Daher-Socata’s TBM 900 is making its EBACE debut this week here in Geneva, just two months after the upgraded turboprop single was unveiled at the manufacturer’s factory in Tarbes, France. The aircraft at the EBACE static display, registered as D-FRAS, was the seventh TBM 900 to be delivered when it was handed over to Rheinland Air Service on April 10.
As of late last month, nine TBM 900s had been delivered and the backlog for the rest of 2014 stands at 38, meaning 47 of the new turboprops will be shipped this year. Derived from the TBM 850, itself a variant of the original TBM 700, the new version offers better efficiency and performance without an increase in fuel consumption or engine power, according to the company. The aircraft received both FAA and EASA approval before it was even publicly unveiled on March 12.
Winglets, a new tail-cone and a five-blade composite propeller with redesigned spinner distinguish the TBM 900 externally from its predecessors. From the nose to the firewall the aircraft has been redesigned to improve engine airflow circulation, through use of a banana-shaped air intake, carbon-fiber cowlings and new exhaust stacks.

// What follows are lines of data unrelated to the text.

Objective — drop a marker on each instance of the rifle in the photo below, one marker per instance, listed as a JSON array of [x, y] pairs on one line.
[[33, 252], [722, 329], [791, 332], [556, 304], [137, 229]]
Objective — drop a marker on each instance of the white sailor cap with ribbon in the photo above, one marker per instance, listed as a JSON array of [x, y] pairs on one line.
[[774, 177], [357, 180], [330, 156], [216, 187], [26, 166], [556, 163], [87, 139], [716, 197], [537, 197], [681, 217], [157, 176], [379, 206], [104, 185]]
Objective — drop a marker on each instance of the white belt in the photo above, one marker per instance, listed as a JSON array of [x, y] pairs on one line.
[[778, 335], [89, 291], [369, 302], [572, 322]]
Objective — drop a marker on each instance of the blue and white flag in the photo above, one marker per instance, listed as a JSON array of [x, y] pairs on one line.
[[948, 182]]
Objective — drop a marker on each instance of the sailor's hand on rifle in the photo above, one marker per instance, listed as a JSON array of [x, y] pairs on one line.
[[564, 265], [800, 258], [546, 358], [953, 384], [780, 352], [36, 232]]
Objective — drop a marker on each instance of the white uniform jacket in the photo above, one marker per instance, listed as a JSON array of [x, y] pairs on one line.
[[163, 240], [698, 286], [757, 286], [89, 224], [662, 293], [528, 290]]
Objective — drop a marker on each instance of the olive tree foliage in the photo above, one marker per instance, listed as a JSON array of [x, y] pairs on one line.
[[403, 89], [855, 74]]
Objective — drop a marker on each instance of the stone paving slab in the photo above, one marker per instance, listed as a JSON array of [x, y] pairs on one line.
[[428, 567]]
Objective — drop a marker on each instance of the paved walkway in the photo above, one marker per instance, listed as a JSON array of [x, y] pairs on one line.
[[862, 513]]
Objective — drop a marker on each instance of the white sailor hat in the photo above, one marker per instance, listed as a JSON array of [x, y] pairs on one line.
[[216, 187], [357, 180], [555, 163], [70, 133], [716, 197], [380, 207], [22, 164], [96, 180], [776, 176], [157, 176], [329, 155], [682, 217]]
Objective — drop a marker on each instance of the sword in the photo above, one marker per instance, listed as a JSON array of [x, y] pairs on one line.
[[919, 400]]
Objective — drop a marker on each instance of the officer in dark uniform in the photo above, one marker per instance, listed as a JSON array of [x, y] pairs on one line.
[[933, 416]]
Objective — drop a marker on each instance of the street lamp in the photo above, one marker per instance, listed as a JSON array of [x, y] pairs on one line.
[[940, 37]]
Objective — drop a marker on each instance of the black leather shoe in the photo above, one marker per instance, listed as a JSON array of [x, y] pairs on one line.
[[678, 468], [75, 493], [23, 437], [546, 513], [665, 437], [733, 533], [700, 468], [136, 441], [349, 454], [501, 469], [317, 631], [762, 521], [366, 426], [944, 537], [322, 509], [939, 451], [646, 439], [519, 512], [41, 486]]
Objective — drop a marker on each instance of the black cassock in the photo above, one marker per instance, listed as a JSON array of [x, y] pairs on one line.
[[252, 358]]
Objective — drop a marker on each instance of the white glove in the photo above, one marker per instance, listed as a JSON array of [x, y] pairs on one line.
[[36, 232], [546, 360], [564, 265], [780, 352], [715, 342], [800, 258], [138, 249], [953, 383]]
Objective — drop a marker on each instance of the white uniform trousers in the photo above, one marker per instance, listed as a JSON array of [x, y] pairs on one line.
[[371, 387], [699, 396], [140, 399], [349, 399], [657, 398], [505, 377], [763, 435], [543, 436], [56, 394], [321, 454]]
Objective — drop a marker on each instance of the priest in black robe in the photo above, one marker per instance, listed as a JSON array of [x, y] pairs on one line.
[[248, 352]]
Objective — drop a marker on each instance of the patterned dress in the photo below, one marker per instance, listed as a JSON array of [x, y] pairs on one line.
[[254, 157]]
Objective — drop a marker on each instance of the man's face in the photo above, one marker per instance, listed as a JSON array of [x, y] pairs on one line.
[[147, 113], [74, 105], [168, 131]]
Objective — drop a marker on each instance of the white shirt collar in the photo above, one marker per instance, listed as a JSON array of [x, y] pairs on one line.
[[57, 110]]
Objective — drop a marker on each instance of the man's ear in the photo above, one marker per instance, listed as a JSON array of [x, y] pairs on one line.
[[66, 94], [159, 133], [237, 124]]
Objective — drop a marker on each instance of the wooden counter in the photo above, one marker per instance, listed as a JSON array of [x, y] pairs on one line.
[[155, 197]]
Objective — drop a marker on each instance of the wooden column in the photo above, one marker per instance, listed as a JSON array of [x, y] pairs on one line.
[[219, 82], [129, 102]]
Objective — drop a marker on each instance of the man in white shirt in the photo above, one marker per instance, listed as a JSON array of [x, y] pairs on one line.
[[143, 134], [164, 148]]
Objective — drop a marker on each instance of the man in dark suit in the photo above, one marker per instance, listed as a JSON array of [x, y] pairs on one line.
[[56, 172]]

The new aircraft retains the Pratt & Whitney Canada PT6A-66D engine found on the TBM 850, as well as its Garmin G1000 avionics suite. Daher-Socata (Stand 1643) said customers have been “very happy” with the 850’s Garmin glass cockpit, so it decided to retain the system in the 900. However, the cockpit does include several “enhanced human-machine interface features,” including an ergonomic control yoke and revised cockpit center pedestal that incorporates single-lever power control.
Other new features include a revamped electrical system with a 300-amp starter generator, which provides a semi-automatic start-up, and 100-amp standby alternator. In addition, the TBM 900 has lower cabin noise levels than its predecessor, an automated pressurization system and new-design seats.
Compared with its predecessor, the TBM 900’s top cruise speed has increased by 10 knots, to 330 knots at FL280, and maximum range with a 45-minute reserve has been extended from 1,585 nm to 1,730 nm with five passengers thanks to a fuel consumption reduction to 37 gallons per hour.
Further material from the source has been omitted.